Friday, February 22, 2008
Hickman on Swallows Holding: The Third Circuit Gets It Right, Mostly
Kristin E. Hickman (Minnesota) offers her thoughts on the Third Circuit's decision last week in Swallows Holding, Ltd. v. Commissioner, No. 06-3388 (3d Cir., 2/15/08), rev'g 126 T.C. 96 (2006):
The Third Circuit’s opinion in Swallows Holding is an important one in the ongoing disagreement over the appropriate standard for judicial review of Treasury regulations promulgated pursuant to general authority under I.R.C. § 7805. The Tax Court’s majority and dissenting opinions neatly reflected the scholarly debate over whether the tax-specific judicial deference standard articulated in National Muffler or the more general Chevron deference standard applies to general authority Treasury regulations. Contrary to the Tax Court’s majority, but correctly in my view, the Swallows Holding decision clearly holds that Chevron rather than National Muffler provides the appropriate evaluative standard. The Third Circuit thus continues a post-Mead trend in the circuit courts of rejecting tax exceptionalism in judicial deference toward Treasury regulations.
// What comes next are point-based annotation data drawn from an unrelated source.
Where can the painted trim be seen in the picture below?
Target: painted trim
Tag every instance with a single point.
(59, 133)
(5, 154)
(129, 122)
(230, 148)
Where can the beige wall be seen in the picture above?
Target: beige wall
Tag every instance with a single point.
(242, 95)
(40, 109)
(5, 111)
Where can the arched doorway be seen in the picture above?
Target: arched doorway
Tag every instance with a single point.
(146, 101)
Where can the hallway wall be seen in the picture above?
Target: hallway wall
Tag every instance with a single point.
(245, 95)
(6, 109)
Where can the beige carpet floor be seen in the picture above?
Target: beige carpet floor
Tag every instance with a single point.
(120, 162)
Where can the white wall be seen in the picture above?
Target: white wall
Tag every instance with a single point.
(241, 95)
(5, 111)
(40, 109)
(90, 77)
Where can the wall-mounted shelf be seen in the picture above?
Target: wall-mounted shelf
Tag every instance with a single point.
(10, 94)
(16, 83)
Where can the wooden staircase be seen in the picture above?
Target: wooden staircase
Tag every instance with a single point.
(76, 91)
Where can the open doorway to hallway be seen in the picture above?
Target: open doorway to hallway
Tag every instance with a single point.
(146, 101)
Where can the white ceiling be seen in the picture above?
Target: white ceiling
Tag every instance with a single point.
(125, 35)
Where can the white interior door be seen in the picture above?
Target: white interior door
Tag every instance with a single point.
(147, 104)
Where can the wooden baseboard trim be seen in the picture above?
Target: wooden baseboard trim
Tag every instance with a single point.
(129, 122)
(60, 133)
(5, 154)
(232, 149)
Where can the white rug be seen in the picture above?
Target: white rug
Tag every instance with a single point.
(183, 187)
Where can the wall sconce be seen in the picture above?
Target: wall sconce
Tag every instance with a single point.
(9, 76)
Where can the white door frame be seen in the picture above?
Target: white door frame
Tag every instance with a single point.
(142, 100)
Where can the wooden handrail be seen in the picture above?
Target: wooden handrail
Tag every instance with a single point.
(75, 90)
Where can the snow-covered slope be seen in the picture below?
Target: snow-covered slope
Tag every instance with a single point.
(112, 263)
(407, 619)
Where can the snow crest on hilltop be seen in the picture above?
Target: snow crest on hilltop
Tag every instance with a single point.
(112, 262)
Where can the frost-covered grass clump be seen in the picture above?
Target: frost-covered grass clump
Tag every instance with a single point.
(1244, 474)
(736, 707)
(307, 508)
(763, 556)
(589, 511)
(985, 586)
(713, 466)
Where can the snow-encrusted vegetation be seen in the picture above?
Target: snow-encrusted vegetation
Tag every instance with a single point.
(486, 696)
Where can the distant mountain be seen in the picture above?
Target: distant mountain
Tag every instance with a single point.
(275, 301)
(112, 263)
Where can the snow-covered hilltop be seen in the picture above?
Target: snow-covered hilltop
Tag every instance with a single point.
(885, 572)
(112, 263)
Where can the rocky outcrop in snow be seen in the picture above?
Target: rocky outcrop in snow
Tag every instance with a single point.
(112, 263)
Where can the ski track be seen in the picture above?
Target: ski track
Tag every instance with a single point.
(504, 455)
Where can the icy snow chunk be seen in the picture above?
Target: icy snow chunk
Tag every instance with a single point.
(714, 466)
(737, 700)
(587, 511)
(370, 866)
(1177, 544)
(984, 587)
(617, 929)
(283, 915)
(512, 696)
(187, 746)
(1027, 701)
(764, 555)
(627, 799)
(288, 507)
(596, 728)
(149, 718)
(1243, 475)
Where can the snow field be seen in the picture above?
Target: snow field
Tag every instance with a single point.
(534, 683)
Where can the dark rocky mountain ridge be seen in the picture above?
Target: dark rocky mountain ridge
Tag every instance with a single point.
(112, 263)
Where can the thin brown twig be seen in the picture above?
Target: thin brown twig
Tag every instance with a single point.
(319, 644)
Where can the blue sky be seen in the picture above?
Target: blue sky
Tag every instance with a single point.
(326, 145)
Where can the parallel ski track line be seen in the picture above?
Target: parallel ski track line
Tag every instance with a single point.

Yet the opinion is also interesting for the questions it leaves unresolved.
The Third Circuit’s opinion in Swallows Holding takes two clear and unequivocal positions regarding judicial deference in the tax context, both of which I consider absolutely correct. First, the court made clear its belief that Chevron and National Muffler represent distinct and, to some extent, incompatible standards. The court recognized that the Supreme Court and lower courts have cited National Muffler as requiring Treasury regulations and rules to be reasonable – “a proposition that is not at odds with Chevron’s core teachings.” Considering National Muffler more particularly as requiring judicial evaluation of several factors, however, the court rejected as “not mandatory or dispositive inquiries under Chevron” at least two of those factors – contemporaneity and congressional reenactment – along with giving weight to earlier judicial interpretations of ambiguous I.R.C. provisions. Second, to the extent that Chevron and National Muffler yield different results, the court held that Chevron controls the outcome.
The Third Circuit’s application in Swallows Holding of the Mead case to conclude that § 7805 regulations are entitled to Chevron rather than the lesser Skidmore deference is also correct but, by my lights, is based on analysis that is unfortunately incomplete. The taxpayers argued that the Treasury regulation at issue was an interpretive rule rather than a legislative one. Thus, to the extent that general rather than tax-specific deference principles governed the case, the taxpayers argued that the less deferential (and arguably more like National Muffler) Skidmore standard should apply rather than Chevron. The Third Circuit dodged the question of the taxpayer’s characterization of § 7805 regulations as interpretive. Instead, in applying Mead’s two-part test for deciding between Chevron or Skidmore, the court decided that Chevron applied principally because the government put the regulation at issue through public notice and comment, “a move that is indicative of agency action that carries the force of law.” Thus ends the court’s reasoning for why Chevron rather than Skidmore applies.
Because the Mead Court expressly mentioned notice-and-comment rulemaking as an indicator of Chevron’s applicability, the lower courts often seem to regard notice and comment as synonymous with Chevron’s applicability. In most cases they are probably right. Agencies typically utilize the notice-and-comment process because the legal force of their regulations requires adherence to those procedures. Compliance with notice and comment thus serves as a convenient proxy for Mead’s inquiry into whether regulations carry the force and effect of law. Yet Treasury and the IRS routinely proclaim that they are not required to pursue notice and comment in promulgating § 7805 regulations. The Swallows Holding opinion does not address the implications of that position for the government’s claim to Chevron deference.
Courts and scholars have recognized that an agency cannot bootstrap an otherwise Chevron-ineligible rule into Chevron deference merely through the utilization of notice and comment. Hence, the real question under Mead is not whether regulations were promulgated using notice and comment but rather whether they carry legal force. No one seriously doubts that § 7805 regulations do. As I have argued elsewhere, this is why § 7805 regulations are entitled to Chevron deference and why Treasury and the IRS are wrong in their assertion that notice and comment are optional. In the event a court holds that notice and comment are not required for § 7805 regulations, however, the Third Circuit’s limited analysis in Swallows Holding may provide a loophole for arguing again that Skidmore rather than Chevron deference should apply. Nevertheless, at a minimum, the Third Circuit has clearly repudiated the continued vitality of National Muffler as an independent, tax-specific evaluative standard for Treasury regulations. In my view, that’s progress.